Monday, September 30, 2013

Rue21: A Deal to Rue

Yield hungry investors have swarmed syndicated leveraged loans this year. It seemed that they were throwing caution to the wind. Anything and everything seemed possible. Then came Rue21-one of the biggest high profile deals to flop in a while. Rue is a rapidly growing value orientated teen apparel fashion retailer. It has added 500 stores over the past years, and is scheduled to reach 1000 stores by year end.

In May, Apax, a UK private equity firm, offered to buy Rue for $1.1B Acquisition with a $62 Mln breakup fee. An affiliated Apax entity already owned 30% of Rue. The offer represented $42 per share- a 23% premium to market, 1.2X sales and 9.2X EBITDA. Comparable multiples were 0.5X sales and 8.4X EBITDA. The premium represented Rue’s rapid growth potential.

Apax would contribute $280 Mln in equity with the balance financed by debt representing a FD/EBITDA multiple over 6X. The debt included a JPMChase, BofA and Goldman $530 Mln syndicated loan. The loan was richly priced at L+ 475 with a 1% LIBOR floor.  During the syndication, Rue announced disappointing sales and earnings due to a “challenging retail environment”. Same store sales fell 9.5% thru 3Q and by 12.8% in September.
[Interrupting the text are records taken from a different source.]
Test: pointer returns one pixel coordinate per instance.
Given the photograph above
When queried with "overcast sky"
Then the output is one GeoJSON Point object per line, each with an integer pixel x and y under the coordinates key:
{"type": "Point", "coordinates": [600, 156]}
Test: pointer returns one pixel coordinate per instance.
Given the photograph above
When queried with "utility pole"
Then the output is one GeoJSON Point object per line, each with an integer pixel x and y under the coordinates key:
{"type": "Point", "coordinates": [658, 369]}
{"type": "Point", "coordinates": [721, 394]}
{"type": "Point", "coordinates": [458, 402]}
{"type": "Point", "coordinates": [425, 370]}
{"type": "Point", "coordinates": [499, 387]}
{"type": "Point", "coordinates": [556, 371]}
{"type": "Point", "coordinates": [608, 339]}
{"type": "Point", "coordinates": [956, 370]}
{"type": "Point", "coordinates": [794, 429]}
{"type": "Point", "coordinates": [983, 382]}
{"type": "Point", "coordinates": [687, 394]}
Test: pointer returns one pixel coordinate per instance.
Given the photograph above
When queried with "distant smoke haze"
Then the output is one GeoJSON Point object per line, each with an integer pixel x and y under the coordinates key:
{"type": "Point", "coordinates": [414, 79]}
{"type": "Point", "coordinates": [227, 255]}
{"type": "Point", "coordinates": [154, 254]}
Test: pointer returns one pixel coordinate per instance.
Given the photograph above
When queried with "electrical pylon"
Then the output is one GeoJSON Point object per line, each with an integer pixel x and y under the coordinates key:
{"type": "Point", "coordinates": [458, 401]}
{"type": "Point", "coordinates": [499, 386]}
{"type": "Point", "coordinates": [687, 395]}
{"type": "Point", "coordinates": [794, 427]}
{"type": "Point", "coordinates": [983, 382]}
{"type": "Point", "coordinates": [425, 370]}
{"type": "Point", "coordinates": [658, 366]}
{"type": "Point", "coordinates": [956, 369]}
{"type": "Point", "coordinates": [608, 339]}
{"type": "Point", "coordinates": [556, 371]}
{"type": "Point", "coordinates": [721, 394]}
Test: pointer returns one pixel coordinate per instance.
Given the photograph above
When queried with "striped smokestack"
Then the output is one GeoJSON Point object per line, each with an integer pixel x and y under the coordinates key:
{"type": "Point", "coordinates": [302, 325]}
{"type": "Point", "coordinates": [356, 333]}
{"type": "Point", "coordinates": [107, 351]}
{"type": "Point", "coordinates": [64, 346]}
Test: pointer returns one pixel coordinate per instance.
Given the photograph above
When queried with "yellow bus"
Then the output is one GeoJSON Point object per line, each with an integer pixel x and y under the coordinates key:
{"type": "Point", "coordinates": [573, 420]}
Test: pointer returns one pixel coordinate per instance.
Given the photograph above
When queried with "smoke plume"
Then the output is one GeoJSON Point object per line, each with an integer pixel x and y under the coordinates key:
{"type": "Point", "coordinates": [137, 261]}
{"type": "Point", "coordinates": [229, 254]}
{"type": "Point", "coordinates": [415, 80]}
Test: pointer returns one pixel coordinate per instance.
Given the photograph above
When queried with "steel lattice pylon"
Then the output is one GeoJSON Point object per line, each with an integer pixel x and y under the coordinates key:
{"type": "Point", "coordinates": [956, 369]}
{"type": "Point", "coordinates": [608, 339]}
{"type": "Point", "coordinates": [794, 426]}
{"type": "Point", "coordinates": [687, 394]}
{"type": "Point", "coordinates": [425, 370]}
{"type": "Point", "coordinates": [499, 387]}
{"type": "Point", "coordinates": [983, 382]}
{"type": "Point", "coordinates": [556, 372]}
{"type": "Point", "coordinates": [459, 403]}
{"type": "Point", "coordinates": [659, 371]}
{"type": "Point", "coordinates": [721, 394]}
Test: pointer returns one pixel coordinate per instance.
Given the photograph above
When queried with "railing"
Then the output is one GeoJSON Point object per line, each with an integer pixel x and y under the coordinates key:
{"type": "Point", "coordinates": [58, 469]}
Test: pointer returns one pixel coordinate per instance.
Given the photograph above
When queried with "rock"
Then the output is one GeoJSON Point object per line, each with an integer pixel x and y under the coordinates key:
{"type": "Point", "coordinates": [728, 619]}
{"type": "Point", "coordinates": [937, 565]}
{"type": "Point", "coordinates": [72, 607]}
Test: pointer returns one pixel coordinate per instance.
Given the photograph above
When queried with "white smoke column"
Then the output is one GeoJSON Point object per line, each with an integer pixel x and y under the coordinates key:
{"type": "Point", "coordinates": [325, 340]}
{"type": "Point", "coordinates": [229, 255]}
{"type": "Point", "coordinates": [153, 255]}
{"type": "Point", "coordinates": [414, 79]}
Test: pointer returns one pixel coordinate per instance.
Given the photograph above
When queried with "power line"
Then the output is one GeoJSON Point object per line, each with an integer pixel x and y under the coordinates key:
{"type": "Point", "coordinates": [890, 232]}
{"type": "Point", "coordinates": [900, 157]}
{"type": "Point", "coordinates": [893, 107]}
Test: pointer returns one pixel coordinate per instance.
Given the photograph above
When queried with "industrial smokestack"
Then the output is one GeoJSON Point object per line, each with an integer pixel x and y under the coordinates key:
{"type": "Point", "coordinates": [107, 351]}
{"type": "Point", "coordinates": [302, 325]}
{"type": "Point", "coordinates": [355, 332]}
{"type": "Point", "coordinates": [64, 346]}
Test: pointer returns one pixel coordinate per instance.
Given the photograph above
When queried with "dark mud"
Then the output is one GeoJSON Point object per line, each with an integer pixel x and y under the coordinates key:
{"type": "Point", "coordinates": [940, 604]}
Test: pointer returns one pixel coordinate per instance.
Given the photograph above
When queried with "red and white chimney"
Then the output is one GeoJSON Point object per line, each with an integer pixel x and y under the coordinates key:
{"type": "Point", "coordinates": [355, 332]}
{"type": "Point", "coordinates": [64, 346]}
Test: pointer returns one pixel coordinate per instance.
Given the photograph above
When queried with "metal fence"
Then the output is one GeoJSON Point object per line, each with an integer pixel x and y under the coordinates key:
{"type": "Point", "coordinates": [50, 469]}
The syndication struggled, and the agents offered 20-25% discounts without success.  See Syndication.

Some observations:
1)  Aggressive leverage for a rapidly growing firm is always a challenge. Add in fashion retail and the margin for error is razor thin.
2)  The purchase price was rich leading to the need for increased leverage. It only made sense assuming Rue’s growth would continue.
3)  Unexpected performance issues during the syndication are always possible. Nonetheless, I wonder how unexpected this really was. First, simple extrapolation, which appears to be the case here, is dangerous when constructing projections for growth firms. A modest downside case would indicate how problematic the debt service would be if a slowdown occurred.
4)  Basic earnings quality analysis also suggested concern. Earnings are an opinion while cash is a fact. Despite Rue’s growing sales and net income since 2009, their free cash flow peaked in 2011, and fell in FYs 2011 and 2012.  Growth related, rapid CAPEX and inventory increases were part of the problem. This coupled with a performance decline suggests a) Rue must curtail its growth and b) Rue will have difficult time repaying its debt. Loan investors undoubtedly saw this, and declined to participate despite the original rich price and even with the substantial discount -  they would not bite.

Diminished growth means the purchase price and capitalization rationales are no longer valid. Apax should consider renegotiating the deal or walking away after paying the breakup fee. The banks would be happy. Rue’s current shareholders, of course, would be upset, but would still be $62 Mln richer. Discretion is sometimes the better part of valor.